Although we may accept that land was acquired as a capital asset or as an investment the facts may suggest that it was subsequently developed or dealt with in such a way that it became stock of a newly set up trade or adventure in the nature of trade. This is the concept of supervening trade.

There is judicial support for this concept in dicta in Taylor v Good [1974] 49TC277 (at p.287), Lionel Simmons Properties Ltd v CIR [1980] (53TC461), at p.491, and Page v Lowther [1983] (57TC199), at p.217.

Worthwhile cases should be pursued where it is possible to identify a clear change of intention with regard to the land. That intention must normally find physical expression. An example might involve the demolition of a warehouse previously held as a capital asset and the construction for sale of residential flats. It is once again a question of fact and degree. The greater the change in character of the land, the stronger the supervening trading argument becomes.

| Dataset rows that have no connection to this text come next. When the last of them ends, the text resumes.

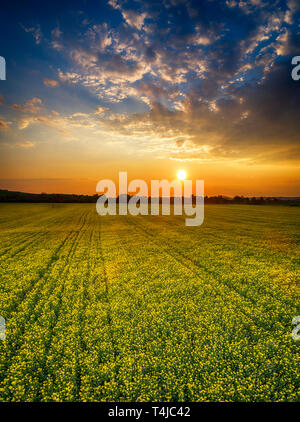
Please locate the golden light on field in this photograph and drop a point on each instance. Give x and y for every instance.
(181, 175)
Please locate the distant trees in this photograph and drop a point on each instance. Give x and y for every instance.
(11, 196)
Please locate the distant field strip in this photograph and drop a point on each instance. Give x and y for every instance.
(124, 308)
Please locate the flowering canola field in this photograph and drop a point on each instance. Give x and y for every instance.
(123, 308)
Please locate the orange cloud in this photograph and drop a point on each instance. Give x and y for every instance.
(3, 125)
(50, 82)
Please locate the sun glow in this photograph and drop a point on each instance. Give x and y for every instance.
(181, 175)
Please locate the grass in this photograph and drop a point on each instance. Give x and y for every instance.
(144, 308)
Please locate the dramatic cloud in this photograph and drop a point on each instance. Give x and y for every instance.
(50, 82)
(187, 80)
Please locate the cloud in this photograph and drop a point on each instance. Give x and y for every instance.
(134, 19)
(32, 106)
(3, 125)
(36, 33)
(50, 82)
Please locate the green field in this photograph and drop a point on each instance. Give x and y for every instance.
(147, 309)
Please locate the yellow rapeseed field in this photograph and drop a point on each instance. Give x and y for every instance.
(123, 308)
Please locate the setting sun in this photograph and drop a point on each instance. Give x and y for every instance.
(181, 175)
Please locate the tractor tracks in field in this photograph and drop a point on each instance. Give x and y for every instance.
(195, 268)
(63, 272)
(109, 310)
(44, 277)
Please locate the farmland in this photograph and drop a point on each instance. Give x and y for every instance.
(123, 308)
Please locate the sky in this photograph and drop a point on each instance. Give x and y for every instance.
(150, 87)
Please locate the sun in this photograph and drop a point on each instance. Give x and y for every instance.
(181, 175)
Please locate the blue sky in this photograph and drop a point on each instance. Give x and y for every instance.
(146, 85)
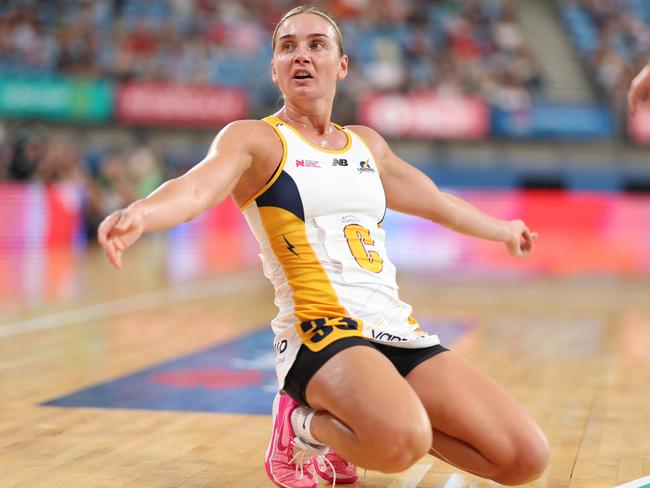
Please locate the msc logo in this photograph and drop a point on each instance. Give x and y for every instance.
(307, 163)
(364, 167)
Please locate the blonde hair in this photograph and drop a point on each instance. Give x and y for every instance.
(310, 9)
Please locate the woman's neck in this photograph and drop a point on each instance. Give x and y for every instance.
(316, 120)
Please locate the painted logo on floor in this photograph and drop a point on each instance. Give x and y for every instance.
(234, 377)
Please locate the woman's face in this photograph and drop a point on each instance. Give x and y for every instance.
(306, 60)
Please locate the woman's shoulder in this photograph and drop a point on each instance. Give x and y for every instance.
(373, 139)
(248, 129)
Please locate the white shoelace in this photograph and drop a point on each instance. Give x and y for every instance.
(303, 453)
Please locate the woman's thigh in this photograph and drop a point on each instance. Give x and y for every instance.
(360, 387)
(466, 404)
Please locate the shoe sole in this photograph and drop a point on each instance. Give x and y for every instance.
(270, 448)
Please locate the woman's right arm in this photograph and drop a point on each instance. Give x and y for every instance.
(181, 199)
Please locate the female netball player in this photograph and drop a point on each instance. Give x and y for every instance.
(359, 375)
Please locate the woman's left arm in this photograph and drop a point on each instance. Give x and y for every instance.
(410, 191)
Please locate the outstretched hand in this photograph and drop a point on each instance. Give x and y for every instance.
(639, 89)
(522, 240)
(118, 232)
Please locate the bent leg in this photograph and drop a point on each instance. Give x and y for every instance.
(367, 412)
(477, 425)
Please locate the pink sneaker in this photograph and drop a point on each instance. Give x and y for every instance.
(336, 469)
(289, 460)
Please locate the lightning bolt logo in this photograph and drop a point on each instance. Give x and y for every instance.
(290, 247)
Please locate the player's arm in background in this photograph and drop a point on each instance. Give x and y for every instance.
(639, 88)
(410, 191)
(181, 199)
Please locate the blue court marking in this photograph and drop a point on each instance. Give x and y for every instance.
(235, 377)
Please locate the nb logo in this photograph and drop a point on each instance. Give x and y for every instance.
(364, 167)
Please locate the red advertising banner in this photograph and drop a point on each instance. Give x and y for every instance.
(163, 104)
(37, 216)
(426, 115)
(639, 125)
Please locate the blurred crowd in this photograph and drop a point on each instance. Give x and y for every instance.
(613, 37)
(113, 176)
(470, 47)
(454, 46)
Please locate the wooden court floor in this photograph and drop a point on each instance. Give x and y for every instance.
(575, 351)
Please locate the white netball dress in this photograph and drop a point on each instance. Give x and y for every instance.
(318, 223)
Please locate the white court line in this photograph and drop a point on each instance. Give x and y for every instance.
(176, 294)
(640, 483)
(455, 481)
(411, 477)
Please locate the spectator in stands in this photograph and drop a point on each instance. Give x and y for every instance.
(27, 151)
(639, 89)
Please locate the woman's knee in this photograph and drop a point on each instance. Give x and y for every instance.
(527, 462)
(398, 445)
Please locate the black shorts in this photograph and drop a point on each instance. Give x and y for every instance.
(307, 363)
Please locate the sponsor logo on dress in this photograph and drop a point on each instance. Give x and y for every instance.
(307, 163)
(386, 337)
(364, 167)
(350, 219)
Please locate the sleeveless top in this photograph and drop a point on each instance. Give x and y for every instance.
(318, 224)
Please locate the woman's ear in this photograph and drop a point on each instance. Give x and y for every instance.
(343, 68)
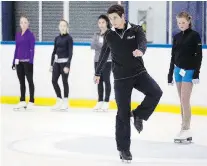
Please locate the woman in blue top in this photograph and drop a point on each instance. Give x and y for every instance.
(60, 64)
(185, 65)
(23, 61)
(97, 43)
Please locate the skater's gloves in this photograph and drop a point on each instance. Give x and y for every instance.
(195, 81)
(51, 68)
(66, 70)
(97, 79)
(137, 53)
(13, 67)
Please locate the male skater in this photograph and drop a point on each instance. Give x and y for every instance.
(127, 44)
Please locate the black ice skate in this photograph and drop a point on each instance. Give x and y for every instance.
(125, 155)
(138, 123)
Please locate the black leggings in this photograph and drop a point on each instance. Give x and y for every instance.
(105, 77)
(25, 69)
(57, 71)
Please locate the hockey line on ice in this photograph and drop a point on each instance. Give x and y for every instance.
(86, 103)
(78, 155)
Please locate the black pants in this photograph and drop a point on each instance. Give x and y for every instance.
(57, 71)
(25, 69)
(123, 90)
(105, 78)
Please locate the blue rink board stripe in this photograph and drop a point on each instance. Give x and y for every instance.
(88, 44)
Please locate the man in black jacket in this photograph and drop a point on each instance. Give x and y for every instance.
(127, 43)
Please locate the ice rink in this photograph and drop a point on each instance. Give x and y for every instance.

The change of intention will involve an appropriation of the capital asset to trading stock when the trading activity begins and there will therefore be a deemed disposal at that moment for Capital Gains Tax purposes under TCGA92/S161. The determination of that moment is entirely a question of fact. You should therefore ensure that you examine the history of the project in sufficient detail to be able to identify and, if necessary, to argue for the appropriate date. This date will of course have implications both for the valuation of the land and the expenditure that is allowable as a trade expense (or even as pre-trading expenditure under ICTA88/S401).

All cases involving supervening trading should be submitted to Business Tax (Technical) before listing for a contentious hearing.